Этой ночью легко было обмануться в собственных ощущениях. Зиглинде не пришлось сильно утруждаться. Она улеглась на меха, сложенные в дальнем углу, и закрыла глаза. Дорога, которая могла спасти ее от безумия и страха, вела в царство сна.
Мерцающий отблеск пылающих стрел, бивших о шатер, словно жаркий огонь, казался ей мягким светом костра. Сернистый запах горящей человеческой плоти превратился в запах жарившегося на углях вепря. Жалобные голоса воинов, умирающих на поле боя, звучали для Зиглинды как постанывания страстных любовников, а суета кричавших и бегавших вокруг шатра солдат воспринималась королевой как радостный народный праздник.
Зиглинда дышала медленно, делая глубокие вдохи. Сердце уже не выпрыгивало из груди. Судорожно сжатые руки разжались. Она ждала окончания этой войны, этой битвы, этой ужасной бойни. Теперь уже никто не думал ни о победе, ни о поражении. Дело было совсем в другом. Главное — спокойствие, которое нужно было восстановить. Всем нужно было спокойствие. Спокойствие и мир. Мир — для того чтобы обработать поля вокруг Ксантена. Мир — для того чтобы обеспечить кормом скот, ведь иначе он не переживет приближающуюся зиму. Мир — для того чтобы зачать детей, которым суждено родиться на свет следующим летом.
Чья-то рука грубо отдернула в сторону полог, закрывающий вход в шатер. Зиглинда невольно сжала рукоять кинжала, спрятанного под мехами. Если это враг, решивший утвердить свою победу, обесчестив королеву… что ж, он найдет здесь лишь мертвое тело.
В шатер вошел богатырь. Кольчуга из металлических пластин была перевязана кожаным ремнем, изорванная рубаха так пропиталась кровью и грязью, что казалось, будто этот человек минуту назад вышел из Утгарда,[1] царства зла.
— О мой король! — Зиглинда резко вскочила и бросилась в объятия супруга.
Зигмунд крепко прижал жену к себе, опустив голову на ее обнаженное плечо. Его косы растрепались, и Зиглинда, уткнувшись лицом в его волосы, почувствовала, что он дрожит. Король Ксантена пах потом, кровью и несчастьем поля битвы, на котором его войска сошлись с войсками Хъялмара.

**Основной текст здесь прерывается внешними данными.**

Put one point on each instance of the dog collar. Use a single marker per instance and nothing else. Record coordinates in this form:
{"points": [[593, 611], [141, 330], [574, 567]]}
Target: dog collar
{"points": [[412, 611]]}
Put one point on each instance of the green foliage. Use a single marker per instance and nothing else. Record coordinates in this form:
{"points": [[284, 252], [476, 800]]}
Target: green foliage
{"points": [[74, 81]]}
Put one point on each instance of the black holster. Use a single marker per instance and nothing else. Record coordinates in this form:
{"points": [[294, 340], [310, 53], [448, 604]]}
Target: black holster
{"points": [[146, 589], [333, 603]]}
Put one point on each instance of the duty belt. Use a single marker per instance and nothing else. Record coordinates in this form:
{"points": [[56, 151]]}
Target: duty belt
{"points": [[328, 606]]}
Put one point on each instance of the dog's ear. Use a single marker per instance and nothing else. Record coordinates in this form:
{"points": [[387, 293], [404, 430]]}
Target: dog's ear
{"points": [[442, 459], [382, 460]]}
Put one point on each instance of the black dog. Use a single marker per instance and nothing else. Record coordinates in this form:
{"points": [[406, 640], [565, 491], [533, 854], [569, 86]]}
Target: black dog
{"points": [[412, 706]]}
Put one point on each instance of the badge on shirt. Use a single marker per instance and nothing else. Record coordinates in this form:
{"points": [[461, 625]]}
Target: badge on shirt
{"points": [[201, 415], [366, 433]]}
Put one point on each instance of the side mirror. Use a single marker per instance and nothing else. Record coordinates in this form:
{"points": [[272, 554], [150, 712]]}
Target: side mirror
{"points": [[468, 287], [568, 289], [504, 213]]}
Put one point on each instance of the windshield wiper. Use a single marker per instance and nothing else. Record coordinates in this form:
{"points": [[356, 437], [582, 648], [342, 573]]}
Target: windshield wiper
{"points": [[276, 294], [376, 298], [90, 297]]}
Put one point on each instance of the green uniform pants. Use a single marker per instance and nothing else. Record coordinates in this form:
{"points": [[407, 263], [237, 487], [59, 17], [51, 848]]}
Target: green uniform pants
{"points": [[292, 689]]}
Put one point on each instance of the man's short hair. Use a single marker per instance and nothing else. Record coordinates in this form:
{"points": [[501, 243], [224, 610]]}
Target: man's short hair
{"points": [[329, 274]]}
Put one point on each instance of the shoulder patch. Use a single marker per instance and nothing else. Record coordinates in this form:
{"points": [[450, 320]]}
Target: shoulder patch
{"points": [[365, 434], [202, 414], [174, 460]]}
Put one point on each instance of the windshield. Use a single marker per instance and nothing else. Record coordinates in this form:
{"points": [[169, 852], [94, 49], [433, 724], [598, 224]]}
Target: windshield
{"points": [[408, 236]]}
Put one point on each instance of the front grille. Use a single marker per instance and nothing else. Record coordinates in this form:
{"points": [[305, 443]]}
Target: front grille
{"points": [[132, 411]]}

Зиглинда услышала, как за ее спиной из руки Зигмунда что-то упало на землю, но не решилась высвободиться из его объятий. Они не произнесли больше ни единого слова.
Раздался треск: пальцы Зигмунда впились в ткань платья на спине королевы, и тонкая материя разорвалась. Это по-прежнему был сон. Ее сон, благодаря которому она пыталась изгнать реальность, просто закрыв глаза и сделав вид, будто того, что не должно было случиться, так и не случилось.
А Зигмунд хотел разделить с ней этот сон в последний раз.
Зиглинда по-прежнему сжимала в руке кинжал, и, когда Зигмунд разорвал ее платье, разрезала ремень, удерживающий остатки его доспехов. Кольчуга с грохотом упала на землю к их ногам. Под платьем на женщине ничего не было: когда Зиглинда, несмотря на его приказ, поспешила из замка на поле боя в этой простой одежде, она помнила о последнем долге, который могла бы отдать своему возлюбленному.
Он грубо и в то же время устало бросил ее на меха. Его благородное лицо, поросшее давно не чесанной бородой, искривилось от боли, когда он стянул с себя рубаху. Королева увидела его раны. Следы от мечей, стрел, ножей, укусов диких собак, которых привели с собой войска Хъялмара. Раны никто не обрабатывал, и некоторые из них уже загноились.
Королева хотела встать, помочь ему… Однако выражение, появившееся на его лице, заставило ее замереть. Вид обнаженного женского тела, мерцающего в тусклом свете, успокаивал его, дарил ему иллюзию мира. Ему нужна была помощь ее души, а не ее рук. Зигмунд смотрел на жену с такой же любовью, как и в тот день, когда он попросил ее руки. Тогда ей только-только исполнилось семнадцать. Он мог бы завоевать сердце любой принцессы в любом соседнем королевстве: Ксантен был сильной и гордой страной и в Ксантене был сильный и гордый король. Однако этот король выбрал ее — дочь простого графа.
Зиглинда думала, что он хочет воспользоваться ее юным телом, а потом, как только найдет для себя подходящую королеву, бросит ее. Однако, даже зная об этом, она не могла отказать ему. И все же ей посчастливилось увидеть неописуемое выражение невероятной чистой любви на его лице. В тот же день они обручились, и в ту же ночь она стала его женщиной.